We are using a custom board running version 3.2 of the kernel, but we've come across some issues when testing the robustness of the MMC layer.
First of all, our MMC slot does not have a card detection pin. The issue in question consists of the following:
- Load the module (omap_hsmmc). The card is detected on power-up, and is mounted appropriately.
- Read something from the SD card (i.e.
cat foo.txt
) - While the file is being read, remove the card.
- After many failed attempts, the system hangs.
Now, I've tracked the issue to the following code section, in drivers/mmc/card/queue.c
:
static int mmc_queue_thread(void *d)
{
struct mmc_queue *mq = d;
struct request_queue *q = mq->queue;
current->flags |= PF_MEMALLOC;
down(&mq->thread_sem);
do {
struct request *req = NULL;
struct mmc_queue_req *tmp;
spin_lock_irq(q->queue_lock);
set_current_state(TASK_INTERRUPTIBLE);
req = blk_fetch_request(q);
mq->mqrq_cur->req = req;
spin_unlock_irq(q->queue_lock);
if (req || mq->mqrq_prev->req) {
set_current_state(TASK_RUNNING);
mq->issue_fn(mq, req);
} else {
if (kthread_should_stop()) {
set_current_state(TASK_RUNNING);
break;
}
up(&mq->thread_sem);
schedule();
down(&mq->thread_sem);
}
/* Current request becomes previous request and vice versa. */
mq->mqrq_prev->brq.mrq.data = NULL;
mq->mqrq_prev->req = NULL;
tmp = mq->mqrq_prev;
mq->mqrq_prev = mq->mqrq_cur;
mq->mqrq_cur = tmp;
} while (1);
up(&mq->thread_sem);
return 0;
}
Investigating this code, I've found that it hangs inside the mq->issue_fn(mq, req)
call. This function prepares and issues the appropriate commands to fufill the request passed into it, and it is aware of any errors that happens when it can't communicate with the card. The error is handled in an awkward (in my opinion) manner, and does not 'bubble up' to the mmc_queue_thread
. However, I've checked my version's code against that of the most recent kernel release (4.9), and I did not see any difference in the treatment of such errors, apart from a better separation of each error case (the treatment is very similar).

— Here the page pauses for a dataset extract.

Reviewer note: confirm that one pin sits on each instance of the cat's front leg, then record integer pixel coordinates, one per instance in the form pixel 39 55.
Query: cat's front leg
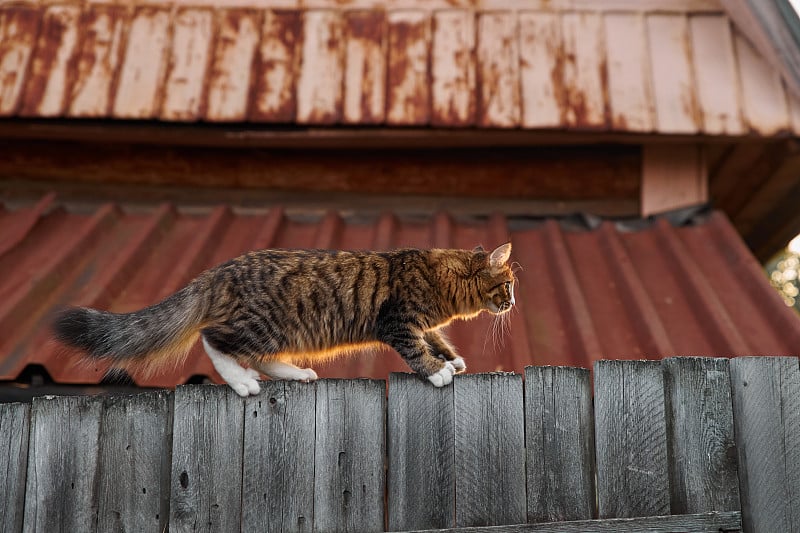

I suspect that the issue is caused by the inability ofthe upper layers to stop making new requests to read from the MMC card.
What I've Tried:
- Rewrote the code so that the error is passed up so that I can do
ret = mq->issue_fn(mq, req)
. - Being able to identify the specific errors, I tried to cancel the thread in different ways: calling
kthread_stop
, callingmmc_queue_suspend
,__blk_end_request
, and others. With these, the most I've been able to accomplish was keep the thread in a "harmless" state, where it still existed, but did not consume any resources. However, the user space program that triggered the call does not return, locking up in an uninterruptible state.
My questions:
- Is the best way to solve this by stopping the upper layers from making new requests? Or should the thread itself be 'killed off'?
- In a case such as mine, should it be assumed that because there is no card detection pin, the card should not be removed?
Update: I've found out that you can tell the driver to use polling to detect card insertion/removal. It can be done by adding the MMC_CAP_NEEDS_POLL
flag to the mmc's .caps
on driver initialization (on newer kernels, you can use the broken-cd
property on your DT). However, the problem still happens after this modification.